Here’s how Kevin put it, with a bit of emphasis added:
People are going to view this action through their own lens and decide whether or not to support it using their own judgement. For me, I think that it is a way of sending a message to the political powers (elected officials, bureaucrats, business alliances, etc.) that they can’t use Portland’s “bike culture” to promote their own interests and simultaneously snub those who have created it. The City and its businesses sell Portland’s bike-friendliness to promote tourism and as a way of attracting progressive professionals, yet they have refused to invest the time, energy or capital necessary to improve or even sustain the elements that create it. They use Chris King Components and the UBI as backdrops when convenient. They publish photos of swarms of cyclists crossing the Hawthorne Bridge or riding along the waterfront in their glossy promotional materials. Then they do something like refuse to remove a handful of parking spaces on 28th or ban cycling in River View.
Simply put, I think a lot of folks are tired of being props.
Those with power use the Platinum Level designation when it’s convenient. This petition is a statement to take that tool away from them if they refuse to see cycling and cyclists as nothing more than symbols that can be trotted out when desired and then shoved back in a sealed box until the next photo op. Many cities are actively striving to improve cycling for a multitude of reasons. Portland is coasting and benefiting from a reputation once relevant but now stagnant.

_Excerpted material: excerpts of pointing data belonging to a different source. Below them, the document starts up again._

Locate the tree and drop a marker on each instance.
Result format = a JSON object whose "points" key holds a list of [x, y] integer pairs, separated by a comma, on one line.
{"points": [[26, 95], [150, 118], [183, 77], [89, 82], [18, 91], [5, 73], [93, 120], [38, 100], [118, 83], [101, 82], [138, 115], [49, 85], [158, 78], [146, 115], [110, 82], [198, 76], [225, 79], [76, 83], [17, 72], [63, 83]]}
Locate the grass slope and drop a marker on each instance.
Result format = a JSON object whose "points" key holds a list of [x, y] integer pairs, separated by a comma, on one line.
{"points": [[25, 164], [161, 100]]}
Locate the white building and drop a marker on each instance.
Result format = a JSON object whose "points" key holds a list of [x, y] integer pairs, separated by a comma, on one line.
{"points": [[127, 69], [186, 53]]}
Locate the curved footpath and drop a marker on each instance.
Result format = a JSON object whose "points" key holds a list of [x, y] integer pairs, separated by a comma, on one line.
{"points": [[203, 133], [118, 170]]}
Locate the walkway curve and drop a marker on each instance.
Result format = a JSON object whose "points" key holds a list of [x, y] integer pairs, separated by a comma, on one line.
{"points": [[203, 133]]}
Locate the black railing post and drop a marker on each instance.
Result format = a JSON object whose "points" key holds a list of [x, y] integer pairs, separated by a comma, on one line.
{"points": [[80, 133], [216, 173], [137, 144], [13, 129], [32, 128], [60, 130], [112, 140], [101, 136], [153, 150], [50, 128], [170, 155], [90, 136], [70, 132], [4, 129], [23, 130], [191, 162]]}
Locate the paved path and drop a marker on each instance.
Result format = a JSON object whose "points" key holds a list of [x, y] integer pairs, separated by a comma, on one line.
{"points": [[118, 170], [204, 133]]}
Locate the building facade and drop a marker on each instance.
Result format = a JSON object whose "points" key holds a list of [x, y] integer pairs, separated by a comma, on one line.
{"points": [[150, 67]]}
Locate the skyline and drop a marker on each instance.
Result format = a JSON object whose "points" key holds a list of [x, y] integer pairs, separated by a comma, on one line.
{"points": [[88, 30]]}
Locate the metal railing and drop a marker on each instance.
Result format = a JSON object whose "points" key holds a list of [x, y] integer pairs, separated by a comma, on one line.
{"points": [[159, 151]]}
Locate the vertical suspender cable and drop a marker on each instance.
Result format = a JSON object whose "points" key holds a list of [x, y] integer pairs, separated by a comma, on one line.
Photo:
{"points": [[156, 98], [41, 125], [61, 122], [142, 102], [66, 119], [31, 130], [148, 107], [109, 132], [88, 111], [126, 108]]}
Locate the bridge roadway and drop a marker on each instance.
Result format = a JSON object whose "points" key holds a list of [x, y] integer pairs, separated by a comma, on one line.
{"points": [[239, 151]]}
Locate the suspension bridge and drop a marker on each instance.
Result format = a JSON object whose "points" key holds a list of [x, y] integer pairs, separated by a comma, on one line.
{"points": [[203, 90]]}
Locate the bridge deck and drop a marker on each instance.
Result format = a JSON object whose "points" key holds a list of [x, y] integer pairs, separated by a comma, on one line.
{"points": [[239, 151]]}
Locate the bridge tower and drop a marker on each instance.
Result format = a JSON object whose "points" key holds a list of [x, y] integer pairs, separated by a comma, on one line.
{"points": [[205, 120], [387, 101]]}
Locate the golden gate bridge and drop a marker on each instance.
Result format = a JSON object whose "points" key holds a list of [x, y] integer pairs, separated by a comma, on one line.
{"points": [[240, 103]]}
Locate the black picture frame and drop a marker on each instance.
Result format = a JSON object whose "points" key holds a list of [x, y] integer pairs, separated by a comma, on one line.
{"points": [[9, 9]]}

I’m not saying that Portland is a bad place to ride a bike. Far from it! I feel happier and safer riding around town for commuting and recreation purposes than I have in any other place I’ve lived. But the desire to improve is not shared by those who control investment.
This effort is symbolic, but many folks have advocated within the system in a number of ways for the last several years to no effect. Advisory committees, advocacy organizations, town-hall meetings, letter writing campaigns and the like have not been productive. There aren’t a lot of other avenues available. This is one. Let’s give it a shot.
A friend of mine once described the reason she and her friends were enthusiastic about Portland when she decided to move here in 2009: “bikes, books and beer.” These days she’s putting her big brain into solving problems for one of the city’s most promising tech companies.
In the global economy, cities compete by being unique. Many Portlanders probably assume that their city is going to keep reaping the benefits of being a unique national mecca for this common activity that millions of Americans are passionate about.
People who think that’s still our image haven’t talked to many newcomers lately.
As Kevin argues here, Portlanders arguing for a downgrade of our Platinum status aren’t just exercising what negotiating power they might have with the many people who’ve profited from Portland’s bikey identity. They’re trying to warn their city about a very real problem it faces.
Yes, we pay for good comments. We’ll be mailing $5 to Kevin in thanks for this great one. Watch your email!